Fire Along the Sky Page 94


Q:         I'll ask the questions here, Mr. Wilde. But no, Curiosity Freeman has not testified and will not testify before me. If your wife was so docile why didn't you take her to Johnstown with you?

A:         She was easily upset, most especially by loud noise. And her condition had been worse of late.

Q:         In what way?

A:         In every way. She was in a decline.

Q:         Her mania was worse?

A:         I— Yes.

Q:         You hesitate, sir. What is it you meant to say?

A:         She was worse, I cannot deny it.

Q:         Well, then, to the subject of your recent marriage to the Widow Kuick.

A:         Ask her to leave the room, first.

Q:         This is a public hearing, sir, and the accused has a right to be present. You will answer the questions put to you about Mrs. Wilde, or go back to gaol.

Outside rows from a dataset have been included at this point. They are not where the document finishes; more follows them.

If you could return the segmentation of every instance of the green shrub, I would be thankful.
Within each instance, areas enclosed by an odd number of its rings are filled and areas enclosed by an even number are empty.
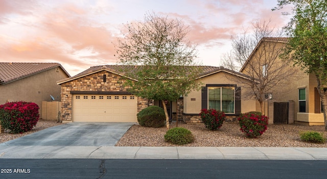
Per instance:
[[[189,130],[183,128],[174,128],[167,131],[165,140],[174,144],[183,145],[194,141],[194,136]]]
[[[143,109],[137,115],[140,125],[150,128],[160,128],[166,124],[164,109],[157,106],[151,106]]]
[[[248,138],[257,138],[267,130],[268,117],[258,112],[249,112],[241,115],[238,118],[241,129]]]
[[[220,129],[223,125],[225,112],[214,109],[202,109],[200,113],[201,120],[204,124],[205,128],[211,130]]]
[[[12,134],[32,130],[39,120],[39,106],[25,101],[8,102],[0,105],[0,123]]]
[[[301,140],[311,143],[323,143],[326,141],[322,134],[316,131],[306,131],[300,133]]]

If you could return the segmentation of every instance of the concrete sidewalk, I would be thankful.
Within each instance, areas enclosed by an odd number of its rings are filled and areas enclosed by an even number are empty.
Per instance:
[[[0,159],[327,160],[327,148],[0,146]]]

A:         Then send me back to gaol, for I've nothing to say except this: I'll be filing for divorce with the court in Johnstown as soon as I can get there.

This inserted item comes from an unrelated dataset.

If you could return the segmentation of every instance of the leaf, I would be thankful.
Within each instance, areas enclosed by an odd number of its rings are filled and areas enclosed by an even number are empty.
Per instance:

Q:         Quiet! Quiet! I'll have quiet or see the lot of you out into the weather. Constable McGarrity, can you do nothing with this rabble? Now, Mr. Wilde, you say you intend to divorce your wife of a few weeks. Has the marriage been consummated?

A:         That's none of your business.

Q:         Quiet, or I will put you all in gaol if I have to drag you to Johnstown to do it! Now. Mr. Wilde, you must have grounds for divorce.

A:         She lied to me.

Q:         Your wife lied to you. Are you referring to the letter written by her first husband and submitted into evidence in this hearing?

A:         That and other things.

Q:         I doubt the court will be swayed, if that is all you have to offer when pleading a divorce.

A:         I won't live with her as her husband, no matter what the courts have to say.

Q:         Did this change of heart have to do with the death of your wife, or of Cookie Fiddler?

A:         It has to do with many things.

Q:         Well, then, do you think Mrs. Wilde had something to do with those deaths? Mr. Wilde?

A:         I don't know.

Q:         But you think her capable of violence?

A:         I don't know.

Q:         Mr. Wilde, your wife's name has been raised in connection with a number of deaths. The elder Widow Kuick, your first wife, and Cookie Fiddler. Do you know her to be guilty of any of these crimes?

A:         I don't know anything about her, and it seems I never did. You'll have to talk to her if you want to know what happened. Not that you should expect to hear the truth.

Chapter 19

For once, Elizabeth would have welcomed a good hard January blizzard, but the weather would not cooperate. She saw that when she went out on the porch to put on her snowshoes. Overhead the skies were crystalline blue and uncaring of her dilemma.

“You don't have to go,” Nathaniel said next to her. He finished buckling her shoes and unfolded himself, looking down at her with a disapproving frown that reminded her, for just a passing moment, of Daniel.

“I promised Curiosity that I would be there,” Elizabeth said, squinting at the glare of sun on the snow. “To speak up for her, if need be.”

At that Nathaniel made a deep sound of disapproval. His dislike for Baldy O'Brien, always a substantial one, had been nourished by the things he had seen and heard in the first day of the hearings. Sitting next to her husband in the meetinghouse, Elizabeth had felt his irritation taking firmer hold of him with every new witness or statement.

“He shouldn't have read Isaiah's letter out loud,” Elizabeth said now, as if Nathaniel had complained. “For the sake of the girl, he could have kept that much quiet, at least.”

“There's a lot he could have left unsaid. No doubt there will be a lot more of it to listen to today.”

With that they set off into the clear morning, and for a long time they didn't speak at all. Nathaniel was listening to the world, to the rustlings and calls and whispers that gave him a clear picture of the woods beyond what Elizabeth could see or even imagine. It was his way, and she could not find fault with it, no matter how much she would have liked to carry on the discussion.

The evening before, on the way home, she had found it very hard to keep her silence until they reached Lake in the Clouds. They had barely closed the door behind them when she said, “That did not go very well.”

“Goddamn Baldy O'Brien for a pompous fool,” Nathaniel had answered. “By Christ, I'd like to know how he holds on to these appointments of his. He's got a headlock on somebody in Albany, that much is sure.”